Even with the instructions, this door is misused several times a day. This happens because the process of using a door is something that college-aged(+) people do automatically without consciously thinking about it. Their past experiences allow them to open doors on auto-pilot, and they only break out of that auto-pilot when something doesn’t work. It’s only after pulling on the handle (maybe a few times) that they seek instruction.
I would improve this design by making the door open into the hallway instead of into the room. On the opposite side of this door is a sign that says “Pull” because it is counterintuitive that the door opens into the room. If switching the direction is too difficult to implement, then I’d replace the handle with a push bar. If we can’t change the handle, I’d replace the current sign with a sign that just says “Push.” The first two steps don’t contradict normal use, and we are much more used to following “Push” and “Pull” signs than 3-step instructions. When I travel to non-English-speaking countries, I always include “push” and “pull” in the handful of words that I learn to avoid looking foolish.
Connection to learning: Good design reduces (or eliminates) the need for instructions. For this reason, good design requires that the designer recognizes what knowledge the user is bringing to the experience. This principle goes for course and instructional design, too. Vanderbilt’s currently running Coursera course “An Introduction to Evidenced-Based Undergraduate STEM Teaching” states that one of the four principles of learning is capitalizing on prior knowledge. Students, especially those in college, are not blank slates; they bring prior knowledge with them. According to the constructivist learning theory, good instructional design encourages students to identify relevant prior knowledge (whether correct or incorrect) and integrate new information with that knowledge. Constructivist techniques commonly ask students what they know about a topic or what they think an answer to a problem is in order to access prior knowledge before explaining new content.

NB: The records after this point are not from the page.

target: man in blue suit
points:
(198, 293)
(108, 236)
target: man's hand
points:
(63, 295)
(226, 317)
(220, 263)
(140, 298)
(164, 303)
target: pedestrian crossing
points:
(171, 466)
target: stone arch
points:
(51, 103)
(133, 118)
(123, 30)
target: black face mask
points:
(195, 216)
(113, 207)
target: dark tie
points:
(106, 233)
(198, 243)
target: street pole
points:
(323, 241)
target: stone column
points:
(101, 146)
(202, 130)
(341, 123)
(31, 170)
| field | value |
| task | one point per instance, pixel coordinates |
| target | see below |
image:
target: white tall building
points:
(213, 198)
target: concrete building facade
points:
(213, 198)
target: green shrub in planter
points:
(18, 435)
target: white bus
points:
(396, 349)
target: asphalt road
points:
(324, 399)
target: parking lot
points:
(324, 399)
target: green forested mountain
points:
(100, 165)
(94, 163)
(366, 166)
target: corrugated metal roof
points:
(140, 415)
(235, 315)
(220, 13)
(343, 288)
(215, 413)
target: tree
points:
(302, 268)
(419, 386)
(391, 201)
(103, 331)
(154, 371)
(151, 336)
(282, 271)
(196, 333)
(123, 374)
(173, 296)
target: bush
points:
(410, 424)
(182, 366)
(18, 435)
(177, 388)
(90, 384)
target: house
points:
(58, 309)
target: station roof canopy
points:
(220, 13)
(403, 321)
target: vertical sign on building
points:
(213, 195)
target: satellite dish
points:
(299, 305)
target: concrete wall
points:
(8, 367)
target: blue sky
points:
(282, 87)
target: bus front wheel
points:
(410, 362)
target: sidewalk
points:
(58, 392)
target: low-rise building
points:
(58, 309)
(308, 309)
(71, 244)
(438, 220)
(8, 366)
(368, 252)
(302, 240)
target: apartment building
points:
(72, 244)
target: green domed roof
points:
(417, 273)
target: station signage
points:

The best designed instructions for assignments also don’t contradict expectations. Have you ever seen instructions that bold, underline, or italicize the word “NOT”? These sorts of attention grabbing measures are only necessary when instructions break expectations. For example, in the Coursera class above, I answered a question incorrectly on the first quiz because I missed the “least” in “least likely” and picked the choice that was most likely. Despite urgent verbal warnings, attention-grabbing visual warnings, and crystal clear instructions, people have difficulty acting counter to their expectations, especially when those expectations are grounded in years of experience.